The future of ADB Energy investments should be in renewable energy and community microgrids, they say with “no space for fossil fuels especially coal.”
Independent data suggests renewable energy will create more jobs and is cheaper to produce. “The age of fossil fuel baseload power generation has come to an end,” critics underlined urging the ADB to “take action to align its investment policies with the 1.5 degree target of the Paris Agreement.”
Established in 1966, the Asian Development Bank is owned by 68 members, with 49 originating from the region. ADB President Takehiko Nakao underlined that in addition to clean energy targets, “a sustainable and secure energy supply remains essential as more than 350 million people still lack access to electricity in our developing member countries.”
Raising funds through USAID and KfW
To raise more investment for energy projects in Asia and the Pacific, the ADB has entered partnerships with both the United States Agency for International Development (USAID) and the German Kreditanstalt für Wiederaufbau (KfW).
Under the USAID partnership, the bank seeks to mobilize $7 billion worth of investment designated to boost clean power gen capacity by 6 Gigawatts (GW) and increase regional energy trade by 10% over the next five years.

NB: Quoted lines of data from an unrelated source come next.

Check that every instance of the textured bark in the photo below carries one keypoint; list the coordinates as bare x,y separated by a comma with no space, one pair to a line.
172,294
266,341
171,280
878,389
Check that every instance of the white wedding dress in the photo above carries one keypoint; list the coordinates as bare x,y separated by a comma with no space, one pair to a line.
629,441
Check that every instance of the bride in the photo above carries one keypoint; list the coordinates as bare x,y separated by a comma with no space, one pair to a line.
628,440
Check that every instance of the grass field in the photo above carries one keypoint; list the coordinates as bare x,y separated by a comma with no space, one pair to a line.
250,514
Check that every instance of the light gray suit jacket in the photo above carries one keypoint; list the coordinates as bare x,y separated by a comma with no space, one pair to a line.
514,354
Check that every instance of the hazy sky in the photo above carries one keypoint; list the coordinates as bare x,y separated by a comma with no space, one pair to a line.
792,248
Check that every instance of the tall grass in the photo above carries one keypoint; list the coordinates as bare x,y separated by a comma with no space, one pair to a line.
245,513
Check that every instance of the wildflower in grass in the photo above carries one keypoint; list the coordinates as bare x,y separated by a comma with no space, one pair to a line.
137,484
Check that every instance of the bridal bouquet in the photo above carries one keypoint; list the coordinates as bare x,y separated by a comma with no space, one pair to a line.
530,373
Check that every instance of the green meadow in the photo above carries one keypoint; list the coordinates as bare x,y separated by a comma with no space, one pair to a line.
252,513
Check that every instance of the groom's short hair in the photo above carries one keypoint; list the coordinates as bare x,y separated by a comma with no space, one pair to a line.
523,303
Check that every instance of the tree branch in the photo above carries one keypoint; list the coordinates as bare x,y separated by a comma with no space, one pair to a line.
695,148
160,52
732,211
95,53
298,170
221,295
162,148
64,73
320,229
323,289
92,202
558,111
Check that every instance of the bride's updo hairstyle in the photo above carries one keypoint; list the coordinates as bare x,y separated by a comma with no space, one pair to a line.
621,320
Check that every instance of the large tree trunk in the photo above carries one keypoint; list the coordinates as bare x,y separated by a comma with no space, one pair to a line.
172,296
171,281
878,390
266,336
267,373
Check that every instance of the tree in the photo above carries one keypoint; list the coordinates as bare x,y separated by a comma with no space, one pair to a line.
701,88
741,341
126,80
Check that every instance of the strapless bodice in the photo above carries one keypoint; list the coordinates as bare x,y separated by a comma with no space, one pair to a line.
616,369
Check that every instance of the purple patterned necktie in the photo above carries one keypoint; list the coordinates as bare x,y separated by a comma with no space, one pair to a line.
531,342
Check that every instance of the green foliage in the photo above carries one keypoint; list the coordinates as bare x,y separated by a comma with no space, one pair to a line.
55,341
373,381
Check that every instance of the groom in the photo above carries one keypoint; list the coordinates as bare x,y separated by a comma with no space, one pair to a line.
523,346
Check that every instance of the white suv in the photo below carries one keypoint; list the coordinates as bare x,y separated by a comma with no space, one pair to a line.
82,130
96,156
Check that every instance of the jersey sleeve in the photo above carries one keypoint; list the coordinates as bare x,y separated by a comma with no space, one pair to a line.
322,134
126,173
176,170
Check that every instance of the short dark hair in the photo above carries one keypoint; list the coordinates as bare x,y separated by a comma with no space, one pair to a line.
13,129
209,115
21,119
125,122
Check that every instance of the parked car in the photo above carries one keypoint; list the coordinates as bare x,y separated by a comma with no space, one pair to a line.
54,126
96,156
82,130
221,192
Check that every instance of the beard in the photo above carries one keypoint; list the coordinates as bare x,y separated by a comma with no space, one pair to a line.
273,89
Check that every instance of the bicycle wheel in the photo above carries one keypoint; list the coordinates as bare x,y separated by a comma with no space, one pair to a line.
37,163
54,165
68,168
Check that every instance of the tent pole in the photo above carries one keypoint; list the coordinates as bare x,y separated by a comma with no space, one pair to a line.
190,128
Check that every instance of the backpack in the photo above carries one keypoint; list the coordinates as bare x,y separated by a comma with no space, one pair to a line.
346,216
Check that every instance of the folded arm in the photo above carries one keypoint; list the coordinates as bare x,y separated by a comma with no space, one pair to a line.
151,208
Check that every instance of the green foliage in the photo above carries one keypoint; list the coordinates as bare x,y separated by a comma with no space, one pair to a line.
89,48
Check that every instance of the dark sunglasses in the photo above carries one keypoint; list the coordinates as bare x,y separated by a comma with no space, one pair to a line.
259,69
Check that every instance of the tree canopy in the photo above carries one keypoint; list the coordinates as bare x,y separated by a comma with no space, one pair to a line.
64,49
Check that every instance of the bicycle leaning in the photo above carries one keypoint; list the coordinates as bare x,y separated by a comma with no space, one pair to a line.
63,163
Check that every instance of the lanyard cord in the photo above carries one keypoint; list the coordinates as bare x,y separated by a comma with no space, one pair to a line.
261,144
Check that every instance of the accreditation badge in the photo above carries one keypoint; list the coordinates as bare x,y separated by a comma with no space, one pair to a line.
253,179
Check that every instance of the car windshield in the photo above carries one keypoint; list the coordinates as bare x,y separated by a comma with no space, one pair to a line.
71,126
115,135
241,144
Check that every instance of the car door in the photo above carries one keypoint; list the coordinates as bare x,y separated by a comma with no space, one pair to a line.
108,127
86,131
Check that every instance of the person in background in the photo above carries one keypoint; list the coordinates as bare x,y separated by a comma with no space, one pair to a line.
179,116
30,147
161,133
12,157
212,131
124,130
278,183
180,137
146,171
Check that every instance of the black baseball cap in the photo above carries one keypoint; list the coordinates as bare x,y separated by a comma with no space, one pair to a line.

KfW and ADB some month ago agreed to expand their co-financing partnership in Asia-Pacific with an additional $2 billion over the next 4 years. The funds are meant to be used to promote sustainable economic development, a cleaner environment, and renewable energy.
The additional funds from Germany will build on a $2 billion co-financing partnership, launched in 2014, and renewed in 2017 for an additional $2 billion. This partnership yielded 14 projects focused on education, energy, health, industry and trade, and public sector management. The $4 billion provided by KfW for these projects was complemented with $5.8 billion from ADB.